A part cette première froideur à l'abord de l'étranger, le laboureur de ce pays est bon et hospitalier, comme ses ombrages paisibles, comme ses prés aromatiques.

* LA GRAND' BÊTE.

(Valentine.)

Il arriva bientôt à la chapelle de Saint-Sylvain: c'était une masure abandonnée depuis long temps aux reptiles et aux oiseaux de nuit. La lune en éclairait faiblement les décombres et projetait des lueurs obliques et tremblantes, sous les arceaux rompus des fenêtres. Les angles de la nef restaient dans l'obscurité, et Joseph se défendit mal d'une certaine impression désagréable, en passant auprès d'une statue mutilée qui gisait dans l'herbe et qui se trouva sous ses pieds au moment où il traversait un de ces endroits sombres. Il était fort et brave, dix hommes ne lui auraient pas fait peur; mais son éducation rustique lui avait laissé malgré lui quelques idées superstitieuses. Il ne s'y complaisait point, comme font parfois les cerveaux poétiques; il en rougissait au contraire et cachait ce penchant sous une affectation d'incrédulité philosophique; mais son imagination, moins forte que son orgueil, ne pouvait étouffer les terreurs de son enfance et surtout le souvenir du passage de la grand' bête dans la métairie où il était resté six ans en nourrice. La grand' bête apparaît tous les dix ans dans le pays et sème l'effroi de famille en famille. Elle s'efforce de pénétrer dans les métairies pour empoisonner les étables et faire périr les troupeaux. Les habitants sont forcés de soutenir chaque soir une espèce de siège, et c'est avec bien de la peine qu'ils parviennent à l'éloigner; car les balles de fusil ne l'atteignent point et les chiens fuient en hurlant à son approche. Au reste, la bête, ou plutôt l'esprit malin qui en emprunte la forme, est d'un aspect indéfinissable : plusieurs l'ont portée toute une nuit sur leur dos (car elle se livre à mille plaisanteries diaboliques avec les imprudents qu'elle rencontre dans les prés au clair de la lune), mais nul ne l'a jamais vue distinctement. On sait seulement

qu'elle change de stature à volonté. Dans l'espace de quelques instants, elle passe de la taille d'une chèvre à celle d'un lapin, et de celle d'un loup à celle d'un bœuf; mais ce n'est ni un lapin, ni une chèvre, ni un bœuf, ni un loup, ni un chien enragé, c'est la grand' bête; c'est le fléau des campagnes, la terreur des habitants et le triste présage d'une prochaine épidémie parmi les bestiaux.

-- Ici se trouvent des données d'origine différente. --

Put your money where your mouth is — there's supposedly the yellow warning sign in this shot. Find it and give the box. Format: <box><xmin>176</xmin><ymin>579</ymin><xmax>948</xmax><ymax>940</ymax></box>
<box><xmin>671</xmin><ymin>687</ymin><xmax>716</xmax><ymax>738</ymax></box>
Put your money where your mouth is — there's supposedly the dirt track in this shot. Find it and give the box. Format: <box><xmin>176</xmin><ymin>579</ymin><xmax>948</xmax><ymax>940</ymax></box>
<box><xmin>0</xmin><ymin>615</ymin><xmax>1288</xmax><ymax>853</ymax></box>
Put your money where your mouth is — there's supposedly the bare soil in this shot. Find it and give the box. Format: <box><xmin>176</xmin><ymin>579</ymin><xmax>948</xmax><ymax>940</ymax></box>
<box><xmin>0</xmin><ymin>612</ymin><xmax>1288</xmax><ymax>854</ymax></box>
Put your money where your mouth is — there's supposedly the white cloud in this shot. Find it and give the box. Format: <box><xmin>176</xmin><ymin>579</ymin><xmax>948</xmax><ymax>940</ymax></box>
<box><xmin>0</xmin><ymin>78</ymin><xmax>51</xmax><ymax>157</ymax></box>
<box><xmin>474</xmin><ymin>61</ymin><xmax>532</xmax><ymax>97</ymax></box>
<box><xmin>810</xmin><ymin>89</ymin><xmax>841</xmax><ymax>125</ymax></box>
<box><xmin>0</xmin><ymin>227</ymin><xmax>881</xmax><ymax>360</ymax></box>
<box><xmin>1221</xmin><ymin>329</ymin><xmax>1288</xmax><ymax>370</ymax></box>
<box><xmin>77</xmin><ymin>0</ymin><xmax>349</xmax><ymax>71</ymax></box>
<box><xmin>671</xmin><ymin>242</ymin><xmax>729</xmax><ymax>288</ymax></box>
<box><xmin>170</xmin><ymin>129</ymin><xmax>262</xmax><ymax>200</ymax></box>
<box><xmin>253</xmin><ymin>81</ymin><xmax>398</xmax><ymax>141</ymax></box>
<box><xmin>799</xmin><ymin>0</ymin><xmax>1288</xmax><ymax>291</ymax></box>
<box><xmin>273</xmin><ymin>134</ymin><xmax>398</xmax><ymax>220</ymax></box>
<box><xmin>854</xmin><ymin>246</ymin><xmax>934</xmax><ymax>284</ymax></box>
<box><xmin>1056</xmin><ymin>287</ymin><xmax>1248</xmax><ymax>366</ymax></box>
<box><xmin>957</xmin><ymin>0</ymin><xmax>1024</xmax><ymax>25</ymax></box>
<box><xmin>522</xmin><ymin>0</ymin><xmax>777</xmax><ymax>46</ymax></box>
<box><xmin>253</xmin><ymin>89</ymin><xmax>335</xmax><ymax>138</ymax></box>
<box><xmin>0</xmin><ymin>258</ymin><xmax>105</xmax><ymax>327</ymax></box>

Joseph se rappelait malgré lui toutes ces traditions effrayantes; mais s'il n'avait pas l'esprit assez fort pour les repousser, du moins il se sentait assez de courage et le bras assez prompt pour ne jamais reculer devant le danger.

Soudain un bruit de chaînes lui fit brusquement tourner la tête, et il vit à trois pas de lui une vague forme de quadrupède, dont la longue face pâle semblait l'observer attentivement. Le premier mouvement de Joseph fut de lever le manche de son fouet pour frapper l'animal redoutable; mais, à sa grande confusion, il vit une jeune pouline blanche à demi sauvage, qui était venue là pour paître l'herbe autour des tombeaux, et qui s'enfuit épouvantée en traînant ses enferges sur les dalles de la chapelle.